Tuesday, March 8, 2016


 A riot of tiling

The sun caught the facade of the Imperial Inn in Gloucester’s Northgate Street as I passed the other day, so out came the camera. At last. I’d been meaning to photograph this tiled frontage of 1904 for years, but the building passed often is least often studied closely, and I’d not got round to it.

I was surprised to find out that the architects were Knight and Chatters. I’d linked this old Gloucester firm with serious stuff – church restorations, big Gothic vicarages, Cheltenham’s monumental neo-Jacobean Public Library and the same town’s cemetery. So I’d not have guessed that Knight and Chatters designed this building – pubs were often the work of specialist pub architects, figures whose careers are described in Mark Girouard’s fine book Victorian Pubs.
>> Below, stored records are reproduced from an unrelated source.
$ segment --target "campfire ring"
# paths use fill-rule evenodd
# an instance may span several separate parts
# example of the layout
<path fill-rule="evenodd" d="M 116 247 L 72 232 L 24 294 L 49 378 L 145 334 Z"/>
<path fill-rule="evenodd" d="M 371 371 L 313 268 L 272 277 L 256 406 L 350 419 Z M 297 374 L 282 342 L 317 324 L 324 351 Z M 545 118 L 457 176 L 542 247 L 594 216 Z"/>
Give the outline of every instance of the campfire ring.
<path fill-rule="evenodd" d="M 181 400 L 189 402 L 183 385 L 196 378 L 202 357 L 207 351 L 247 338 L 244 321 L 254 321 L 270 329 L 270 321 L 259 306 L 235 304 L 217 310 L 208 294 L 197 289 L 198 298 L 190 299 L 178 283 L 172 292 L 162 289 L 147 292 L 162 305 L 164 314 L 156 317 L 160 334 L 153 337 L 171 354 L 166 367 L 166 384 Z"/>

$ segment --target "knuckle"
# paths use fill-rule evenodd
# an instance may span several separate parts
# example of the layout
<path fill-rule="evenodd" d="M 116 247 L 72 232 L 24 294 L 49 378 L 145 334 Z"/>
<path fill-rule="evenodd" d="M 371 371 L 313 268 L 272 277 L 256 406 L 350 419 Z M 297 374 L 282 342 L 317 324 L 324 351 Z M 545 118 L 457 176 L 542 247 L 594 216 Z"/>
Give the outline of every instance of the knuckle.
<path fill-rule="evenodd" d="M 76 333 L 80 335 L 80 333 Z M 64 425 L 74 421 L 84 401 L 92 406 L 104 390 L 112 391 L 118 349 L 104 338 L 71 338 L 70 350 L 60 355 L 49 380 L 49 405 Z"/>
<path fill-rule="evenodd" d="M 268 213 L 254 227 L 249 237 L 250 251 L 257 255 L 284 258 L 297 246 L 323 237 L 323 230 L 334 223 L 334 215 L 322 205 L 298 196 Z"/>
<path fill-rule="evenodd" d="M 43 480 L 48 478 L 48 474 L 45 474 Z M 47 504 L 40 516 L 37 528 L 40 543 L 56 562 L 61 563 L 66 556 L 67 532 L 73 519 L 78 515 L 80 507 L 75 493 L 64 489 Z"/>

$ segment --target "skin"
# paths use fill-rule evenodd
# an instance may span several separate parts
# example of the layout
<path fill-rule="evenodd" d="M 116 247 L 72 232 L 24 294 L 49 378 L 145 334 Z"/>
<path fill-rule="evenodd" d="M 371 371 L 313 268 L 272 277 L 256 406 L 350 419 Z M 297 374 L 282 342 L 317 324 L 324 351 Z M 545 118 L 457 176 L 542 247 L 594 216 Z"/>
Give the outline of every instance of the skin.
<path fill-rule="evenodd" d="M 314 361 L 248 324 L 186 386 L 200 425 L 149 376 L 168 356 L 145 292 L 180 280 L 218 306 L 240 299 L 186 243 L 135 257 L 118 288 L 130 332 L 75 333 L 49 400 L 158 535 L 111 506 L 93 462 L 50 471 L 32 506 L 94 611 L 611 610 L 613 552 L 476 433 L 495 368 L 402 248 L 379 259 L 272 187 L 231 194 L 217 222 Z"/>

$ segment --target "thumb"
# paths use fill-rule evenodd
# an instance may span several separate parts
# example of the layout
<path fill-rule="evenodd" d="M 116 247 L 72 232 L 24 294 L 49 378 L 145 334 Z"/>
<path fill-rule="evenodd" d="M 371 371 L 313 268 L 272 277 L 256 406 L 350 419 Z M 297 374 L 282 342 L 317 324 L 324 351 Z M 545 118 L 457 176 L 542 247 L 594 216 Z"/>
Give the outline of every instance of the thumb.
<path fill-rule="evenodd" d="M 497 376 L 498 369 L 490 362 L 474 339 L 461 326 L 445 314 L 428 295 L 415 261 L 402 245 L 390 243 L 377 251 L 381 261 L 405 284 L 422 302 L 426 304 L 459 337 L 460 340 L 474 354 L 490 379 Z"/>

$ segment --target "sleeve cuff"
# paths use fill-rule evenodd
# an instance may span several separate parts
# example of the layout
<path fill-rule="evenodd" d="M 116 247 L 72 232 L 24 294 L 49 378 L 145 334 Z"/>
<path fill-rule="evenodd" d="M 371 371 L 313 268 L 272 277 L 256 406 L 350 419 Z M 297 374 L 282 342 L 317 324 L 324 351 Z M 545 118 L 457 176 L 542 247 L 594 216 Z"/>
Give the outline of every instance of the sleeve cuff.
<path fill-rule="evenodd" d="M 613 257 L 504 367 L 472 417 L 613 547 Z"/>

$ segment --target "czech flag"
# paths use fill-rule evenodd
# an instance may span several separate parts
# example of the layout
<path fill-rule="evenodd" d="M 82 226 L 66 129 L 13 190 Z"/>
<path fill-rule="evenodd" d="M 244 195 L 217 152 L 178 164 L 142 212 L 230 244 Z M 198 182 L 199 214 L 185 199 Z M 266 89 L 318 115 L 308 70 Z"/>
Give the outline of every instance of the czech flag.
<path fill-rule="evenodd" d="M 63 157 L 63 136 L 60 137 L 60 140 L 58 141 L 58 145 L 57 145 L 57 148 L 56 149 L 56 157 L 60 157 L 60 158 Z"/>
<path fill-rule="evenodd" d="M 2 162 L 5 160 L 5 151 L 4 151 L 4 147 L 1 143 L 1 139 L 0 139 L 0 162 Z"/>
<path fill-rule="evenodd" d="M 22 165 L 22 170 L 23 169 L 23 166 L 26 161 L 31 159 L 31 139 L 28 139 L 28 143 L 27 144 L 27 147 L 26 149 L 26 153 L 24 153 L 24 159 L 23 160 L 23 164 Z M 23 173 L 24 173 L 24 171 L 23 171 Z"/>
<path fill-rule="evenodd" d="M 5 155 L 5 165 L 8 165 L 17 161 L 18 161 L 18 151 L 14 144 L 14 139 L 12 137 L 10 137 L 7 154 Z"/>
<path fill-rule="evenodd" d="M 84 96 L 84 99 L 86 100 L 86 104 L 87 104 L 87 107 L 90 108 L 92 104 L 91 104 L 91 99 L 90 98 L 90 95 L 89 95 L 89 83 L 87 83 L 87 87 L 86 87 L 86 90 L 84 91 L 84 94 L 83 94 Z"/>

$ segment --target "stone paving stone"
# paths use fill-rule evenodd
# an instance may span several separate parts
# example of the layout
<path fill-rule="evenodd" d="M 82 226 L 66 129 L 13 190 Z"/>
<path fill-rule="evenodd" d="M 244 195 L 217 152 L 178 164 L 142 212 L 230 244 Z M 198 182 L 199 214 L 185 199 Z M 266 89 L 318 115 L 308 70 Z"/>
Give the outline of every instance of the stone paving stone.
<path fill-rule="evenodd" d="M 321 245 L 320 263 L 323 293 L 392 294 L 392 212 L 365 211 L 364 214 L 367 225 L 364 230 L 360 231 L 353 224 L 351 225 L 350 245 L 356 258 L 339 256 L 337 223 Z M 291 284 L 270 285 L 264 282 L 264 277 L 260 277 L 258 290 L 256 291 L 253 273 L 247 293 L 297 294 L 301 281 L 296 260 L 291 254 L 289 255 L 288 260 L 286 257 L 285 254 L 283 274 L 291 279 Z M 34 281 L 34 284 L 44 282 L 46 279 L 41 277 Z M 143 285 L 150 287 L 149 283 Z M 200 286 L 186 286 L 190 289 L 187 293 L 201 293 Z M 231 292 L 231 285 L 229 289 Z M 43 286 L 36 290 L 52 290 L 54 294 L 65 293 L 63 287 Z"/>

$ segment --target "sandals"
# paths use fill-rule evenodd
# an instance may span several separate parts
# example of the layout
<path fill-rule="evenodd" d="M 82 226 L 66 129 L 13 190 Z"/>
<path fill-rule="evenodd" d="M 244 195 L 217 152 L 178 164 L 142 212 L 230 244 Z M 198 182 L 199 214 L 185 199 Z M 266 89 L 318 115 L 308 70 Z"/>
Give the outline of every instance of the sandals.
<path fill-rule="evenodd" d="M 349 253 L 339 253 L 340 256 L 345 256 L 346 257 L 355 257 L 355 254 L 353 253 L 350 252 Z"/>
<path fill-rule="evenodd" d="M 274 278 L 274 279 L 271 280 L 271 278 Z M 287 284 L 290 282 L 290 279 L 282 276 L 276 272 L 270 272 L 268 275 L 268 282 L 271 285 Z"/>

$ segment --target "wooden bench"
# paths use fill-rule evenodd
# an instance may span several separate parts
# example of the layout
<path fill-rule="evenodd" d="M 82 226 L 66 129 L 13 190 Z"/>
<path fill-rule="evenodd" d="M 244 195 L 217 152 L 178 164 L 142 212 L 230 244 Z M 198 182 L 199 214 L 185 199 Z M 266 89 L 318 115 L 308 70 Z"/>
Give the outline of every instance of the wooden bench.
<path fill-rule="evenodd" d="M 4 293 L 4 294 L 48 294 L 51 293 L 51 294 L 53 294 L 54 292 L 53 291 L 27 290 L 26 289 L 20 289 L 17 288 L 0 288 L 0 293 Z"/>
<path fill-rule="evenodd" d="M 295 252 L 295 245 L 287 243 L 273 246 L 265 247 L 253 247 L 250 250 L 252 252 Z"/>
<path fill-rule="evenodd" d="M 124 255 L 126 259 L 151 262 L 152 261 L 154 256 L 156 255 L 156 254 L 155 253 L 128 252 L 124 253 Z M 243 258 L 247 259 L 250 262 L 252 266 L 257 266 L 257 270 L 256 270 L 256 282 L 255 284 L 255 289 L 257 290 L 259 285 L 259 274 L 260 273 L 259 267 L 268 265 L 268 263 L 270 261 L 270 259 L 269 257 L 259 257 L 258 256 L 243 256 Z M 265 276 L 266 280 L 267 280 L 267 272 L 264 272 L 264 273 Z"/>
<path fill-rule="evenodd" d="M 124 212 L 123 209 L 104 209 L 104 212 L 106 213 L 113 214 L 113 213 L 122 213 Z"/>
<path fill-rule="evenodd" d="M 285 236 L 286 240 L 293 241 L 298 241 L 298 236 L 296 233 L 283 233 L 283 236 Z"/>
However, the senior partner, W H Knight, is the one I most associate with the libraries, churches and other ‘serious’ work and he died in 1895, so could have had nothing to do with the Imperial Inn. And the design of a pub facade like this has as much to do with the people who produced the glass and the tiles as with the architect. And finally it’s likely in any case that a busy provincial practice like Knight and Chatters could turn their hand to all kinds of architecture, letting their hair down to create lively pub frontages when the demand arose.
 This small building is a riot of tiling and bright red brickwork. The face of Pan peeps from the tiles running between the main windows, as if hinting at revelry within. Patterns of scrolls twirl their way across the etched glass. A more restrained and rather art nouveau effect is produced by the stained glass over the door, with its shapes of hearts, its a hints of leaf and bud, and its whiplash curves. Burning gas mantles would no doubt have made this frontage very enticing of an evening in the early years of the 20th century. No doubt the enticement still works, helping to ensure the facade’s fortunate survival.


Hels said...

Your timing is perfect! What was the Edwardian love affair with tiles?

This morning in class I wondered why The Hippodrome Circus in Great Yarmouth, also completed in 1903-4, had a terra cotta front. I know it was designed with three bays and four towers, but now I am thinking there were probably tiles as well.

Peter Ashley said...

I went to the Hippodrome in Great Yarmouth in the 50s. At half time the ring was flooded and a galleon of clown pirates attacked a palm-tree'd Island at the centre. An amazing treat for a small child along with the rocking Noah's Ark on the seafront.

Philip Wilkinson said...

Thank you Hels: more links to tiles soon.

Philip Wilkinson said...

Thank you Mr Ashley. As usual you bring the past back vividly.